The health department also announced that five organizations had achieved the sought-after designation as Qualified Health Information Networks. They’ve been recognized as having met the requirements to support the exchange of data under TEFCA, which establishes guidelines for sharing health information.

The five organizations are eHealth Exchange; Epic Nexus, a subsidiary of Epic; Health Gorilla; KONZA; and MedAllies. They’re entrusted with sending information across networks to hospitals, providers, payers and public health agencies.

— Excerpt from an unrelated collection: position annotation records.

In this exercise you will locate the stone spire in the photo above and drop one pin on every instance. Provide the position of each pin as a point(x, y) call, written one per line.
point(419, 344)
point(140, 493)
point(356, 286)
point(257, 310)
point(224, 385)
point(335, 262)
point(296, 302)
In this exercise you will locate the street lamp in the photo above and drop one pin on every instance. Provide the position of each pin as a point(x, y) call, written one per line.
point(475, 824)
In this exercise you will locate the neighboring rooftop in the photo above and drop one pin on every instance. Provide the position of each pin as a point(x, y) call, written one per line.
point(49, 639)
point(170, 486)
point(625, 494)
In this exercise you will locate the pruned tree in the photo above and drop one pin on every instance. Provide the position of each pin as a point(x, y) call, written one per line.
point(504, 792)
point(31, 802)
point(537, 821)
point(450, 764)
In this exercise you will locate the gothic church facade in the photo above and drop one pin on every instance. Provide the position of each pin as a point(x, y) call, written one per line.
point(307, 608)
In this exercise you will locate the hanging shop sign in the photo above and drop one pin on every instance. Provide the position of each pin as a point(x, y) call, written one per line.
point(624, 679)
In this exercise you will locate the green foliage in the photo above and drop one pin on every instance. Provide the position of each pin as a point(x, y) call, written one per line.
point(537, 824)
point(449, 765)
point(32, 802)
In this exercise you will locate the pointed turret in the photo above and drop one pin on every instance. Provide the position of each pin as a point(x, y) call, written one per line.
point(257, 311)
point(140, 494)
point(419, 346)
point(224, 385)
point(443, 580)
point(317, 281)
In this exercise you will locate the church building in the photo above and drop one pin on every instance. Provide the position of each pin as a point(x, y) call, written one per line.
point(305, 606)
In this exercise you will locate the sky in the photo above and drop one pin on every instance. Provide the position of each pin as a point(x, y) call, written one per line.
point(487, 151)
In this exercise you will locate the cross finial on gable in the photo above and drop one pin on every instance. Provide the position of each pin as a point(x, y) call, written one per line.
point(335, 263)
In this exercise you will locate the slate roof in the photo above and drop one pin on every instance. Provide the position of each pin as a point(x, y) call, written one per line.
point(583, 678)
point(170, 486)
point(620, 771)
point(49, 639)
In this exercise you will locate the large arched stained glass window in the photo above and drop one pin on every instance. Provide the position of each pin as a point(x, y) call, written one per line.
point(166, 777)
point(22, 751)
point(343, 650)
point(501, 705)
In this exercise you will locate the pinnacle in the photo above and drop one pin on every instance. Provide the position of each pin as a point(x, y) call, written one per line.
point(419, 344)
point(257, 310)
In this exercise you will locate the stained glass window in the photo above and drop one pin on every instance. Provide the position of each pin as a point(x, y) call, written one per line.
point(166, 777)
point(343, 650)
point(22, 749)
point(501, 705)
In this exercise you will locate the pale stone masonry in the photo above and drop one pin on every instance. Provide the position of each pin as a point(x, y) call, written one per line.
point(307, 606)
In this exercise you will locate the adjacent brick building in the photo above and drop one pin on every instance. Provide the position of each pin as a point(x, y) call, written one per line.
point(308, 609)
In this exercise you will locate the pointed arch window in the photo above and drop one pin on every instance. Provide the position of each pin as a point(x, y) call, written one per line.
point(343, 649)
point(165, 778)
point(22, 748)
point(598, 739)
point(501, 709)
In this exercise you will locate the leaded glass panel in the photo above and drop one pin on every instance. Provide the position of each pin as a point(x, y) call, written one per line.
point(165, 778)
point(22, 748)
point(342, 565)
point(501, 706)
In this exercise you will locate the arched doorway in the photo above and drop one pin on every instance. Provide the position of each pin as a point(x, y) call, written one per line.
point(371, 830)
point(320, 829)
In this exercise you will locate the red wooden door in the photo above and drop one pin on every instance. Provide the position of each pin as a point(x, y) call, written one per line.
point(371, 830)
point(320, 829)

Epic, the electronic health records giant, is encouraging all its hospitals and clinicians to participate in the network, and has secured commitments from major systems such as Kaiser Permanente, Johns Hopkins Medicine, Mayo Clinic, Intermountain Health, Mount Sinai, and more. So far, nearly 500 of Epic’s hospitals have pledged to join TEFCA.

Matt Doyle, Epic’s interoperability software development lead, talked with Chief Healthcare Executive® in June about the growing interest in TEFCA.

“I think the mindset is there,” Doyle said in June. “It took some education. And we've been working with our community to help them understand the benefits of TEFCA.”

“As folks have come to understand the purposes and the use case and the value, then it becomes a pretty clear opportunity. And I think that's why people really are joining,” he added.

Steven Lane, chief medical officer of Health Gorila, said there’s been wider acknowledgement of the need for greater interoperability in the health system. Lane told Chief Healthcare Executive® in February that he’s encouraged by the recognition of health leaders to support the exchange of health data nationwide.

“I think we're sort of coming to a new place, where people really appreciate the value of interoperability, certainly in value-based care for public health purposes, you know, and so many other use cases, and they're really seeing this as critical to how they move forward,” he adds.

The Office of the National Coordinator for Health Information Technology (often called “ONC”) has worked on the effort for years. The Sequoia Project has received a five-year contract to implement the data exchange and spur more public and private involvement.

Mariann Yeager, CEO of The Sequoia Project, said she hopes to soon see other organizations tabbed as Qualified Health Information Networks. She hailed the work of the first five organizations in earning the designation, saying the process was “necessarily arduous to ensure the pioneering organizations were prepared to be the nation’s backbone for health information sharing.”

In a statement, Yeager said she’s excited to move from the planning stages to expanding an operational, nationwide data exchange.

“We encourage wide participation by providers, payers, app developers, and others to ensure that health data is shared when needed to improve health and care,” Yeager said.